|
|
|
|
|
by hintymad
703 days ago
|
|
I wonder how many iterations we will need before engineers are happy with a workflow solution. Netflix had multiple solutions before Maestro, such as metaflow. Uber built multiple solutions too. Amazon had at least a dozen internal workflow engines. It's quite curious why engineers are so keen on building their own workflow engines. Update: I just find it really interesting that many individuals in many companies like to build workflow engines. This is a not deriding comment towards anyone or Netflix in particular.
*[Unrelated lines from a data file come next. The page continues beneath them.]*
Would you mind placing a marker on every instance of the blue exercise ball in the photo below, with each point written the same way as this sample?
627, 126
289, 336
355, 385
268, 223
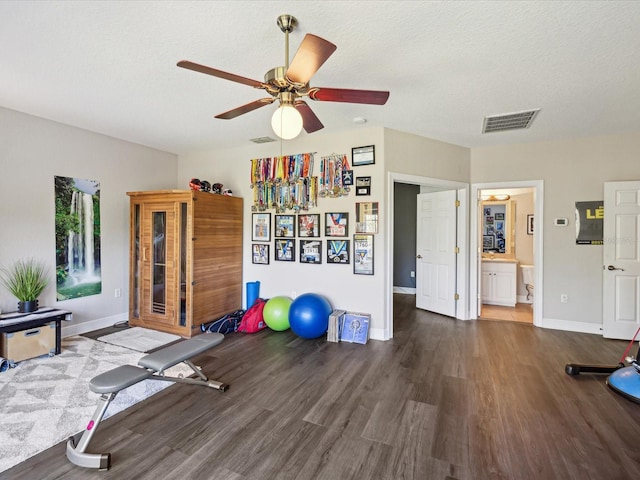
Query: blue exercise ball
309, 315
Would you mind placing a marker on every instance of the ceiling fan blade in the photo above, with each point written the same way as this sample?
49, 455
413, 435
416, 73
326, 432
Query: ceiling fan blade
196, 67
311, 54
310, 122
236, 112
372, 97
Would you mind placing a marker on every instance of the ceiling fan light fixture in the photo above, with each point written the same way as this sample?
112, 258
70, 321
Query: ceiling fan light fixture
286, 122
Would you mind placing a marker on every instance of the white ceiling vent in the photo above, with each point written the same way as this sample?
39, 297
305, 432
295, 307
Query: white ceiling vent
509, 121
263, 140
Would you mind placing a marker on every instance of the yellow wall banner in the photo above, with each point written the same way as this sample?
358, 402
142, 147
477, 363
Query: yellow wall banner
589, 223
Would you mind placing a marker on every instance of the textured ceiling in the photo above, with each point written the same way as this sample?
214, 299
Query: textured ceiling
110, 67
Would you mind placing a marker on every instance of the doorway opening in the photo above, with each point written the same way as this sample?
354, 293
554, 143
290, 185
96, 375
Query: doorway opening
506, 251
426, 185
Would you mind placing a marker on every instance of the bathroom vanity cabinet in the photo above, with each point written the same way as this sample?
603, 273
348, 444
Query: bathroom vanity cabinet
185, 259
499, 282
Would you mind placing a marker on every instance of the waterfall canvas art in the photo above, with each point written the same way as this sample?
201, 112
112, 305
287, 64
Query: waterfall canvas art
77, 238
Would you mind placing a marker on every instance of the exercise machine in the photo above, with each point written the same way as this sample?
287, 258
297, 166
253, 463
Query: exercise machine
150, 367
622, 379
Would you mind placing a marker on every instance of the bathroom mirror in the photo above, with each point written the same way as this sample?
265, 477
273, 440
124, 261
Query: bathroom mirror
497, 228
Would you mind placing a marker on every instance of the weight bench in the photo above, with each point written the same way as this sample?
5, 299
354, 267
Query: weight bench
152, 366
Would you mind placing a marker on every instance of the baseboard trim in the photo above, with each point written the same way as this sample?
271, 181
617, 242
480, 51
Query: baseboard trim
407, 290
568, 326
523, 299
91, 325
378, 334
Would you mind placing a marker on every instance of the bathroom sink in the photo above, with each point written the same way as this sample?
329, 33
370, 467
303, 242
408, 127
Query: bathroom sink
500, 260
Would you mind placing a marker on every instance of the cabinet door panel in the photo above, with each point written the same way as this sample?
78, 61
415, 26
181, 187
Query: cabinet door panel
159, 273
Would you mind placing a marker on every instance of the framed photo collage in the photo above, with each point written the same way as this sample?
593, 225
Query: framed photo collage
315, 238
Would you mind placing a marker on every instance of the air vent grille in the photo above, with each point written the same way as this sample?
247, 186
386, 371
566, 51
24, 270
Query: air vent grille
263, 140
509, 121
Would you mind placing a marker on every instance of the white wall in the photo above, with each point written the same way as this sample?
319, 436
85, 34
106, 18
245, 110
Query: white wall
410, 154
32, 152
336, 282
573, 170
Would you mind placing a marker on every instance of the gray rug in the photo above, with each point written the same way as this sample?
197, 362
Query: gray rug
46, 399
139, 339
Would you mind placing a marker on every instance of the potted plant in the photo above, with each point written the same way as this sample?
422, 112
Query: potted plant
25, 279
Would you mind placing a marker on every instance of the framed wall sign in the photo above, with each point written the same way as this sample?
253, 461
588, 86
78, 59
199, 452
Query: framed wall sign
363, 185
309, 225
529, 224
336, 224
338, 251
285, 250
367, 217
363, 155
363, 254
261, 227
260, 253
310, 251
285, 226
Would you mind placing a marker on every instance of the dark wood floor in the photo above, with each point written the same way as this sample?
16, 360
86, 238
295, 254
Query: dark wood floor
445, 399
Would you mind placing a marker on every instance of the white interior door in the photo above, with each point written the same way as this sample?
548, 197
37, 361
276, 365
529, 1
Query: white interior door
436, 252
621, 255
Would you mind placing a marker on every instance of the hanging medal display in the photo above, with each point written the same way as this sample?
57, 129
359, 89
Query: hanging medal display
284, 183
335, 176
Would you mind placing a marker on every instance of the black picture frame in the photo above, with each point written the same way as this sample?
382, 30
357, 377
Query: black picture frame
260, 253
285, 250
338, 252
363, 254
310, 251
363, 155
336, 224
367, 217
309, 225
261, 227
285, 226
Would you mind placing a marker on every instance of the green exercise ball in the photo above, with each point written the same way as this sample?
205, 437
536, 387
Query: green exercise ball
276, 313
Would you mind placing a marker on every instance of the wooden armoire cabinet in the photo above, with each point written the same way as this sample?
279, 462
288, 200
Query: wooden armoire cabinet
185, 259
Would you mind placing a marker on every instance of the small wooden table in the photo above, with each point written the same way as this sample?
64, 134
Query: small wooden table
16, 322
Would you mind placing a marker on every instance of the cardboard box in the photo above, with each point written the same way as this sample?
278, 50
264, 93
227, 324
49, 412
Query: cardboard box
18, 346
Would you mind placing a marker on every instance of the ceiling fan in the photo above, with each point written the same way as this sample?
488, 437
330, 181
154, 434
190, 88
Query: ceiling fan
289, 84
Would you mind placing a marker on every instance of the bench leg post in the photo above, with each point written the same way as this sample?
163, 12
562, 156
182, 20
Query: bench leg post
77, 453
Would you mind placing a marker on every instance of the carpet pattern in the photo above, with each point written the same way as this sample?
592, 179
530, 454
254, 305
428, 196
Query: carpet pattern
139, 339
46, 399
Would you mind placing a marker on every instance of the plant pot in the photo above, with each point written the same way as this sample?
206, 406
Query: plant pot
28, 307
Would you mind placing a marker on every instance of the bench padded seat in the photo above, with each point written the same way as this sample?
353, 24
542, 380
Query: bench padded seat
179, 352
118, 379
To me, such observation is worth some friendly chitchat. |
|
In reality there are five main concerns: 1. Resource scheduling-- "I have a job or collection of jobs to run... allocate them to the machines I have" 2. Dependency solving-- If my jobs have dependencies on each other, perform the topological sort so I can dispatch things to my resource scheduler 3. API/DSL for creating jobs and workflows. I want to define a DAG... sometimes static, sometimes on the fly. 4. Cron-like functionality. I want to be able to run things on a schedule or ad-hoc. 5. Domain awareness-- If doing ETL I want my DAGs to be data aware... if doing ML/AI workflows then I want to be able to surface info about what I'm actually doing with them
No one solution does all these things cleanly. So companies end up building or hacking around off the shelf stuff to deal with the downsides of existing solutions. Hence it's a perpetual cycle of everyone being unhappy.
I don't think that you can just spin up a startup to deliver this as a "solution". This needs to be solved with an open source ecosystem of good pluggable modular components.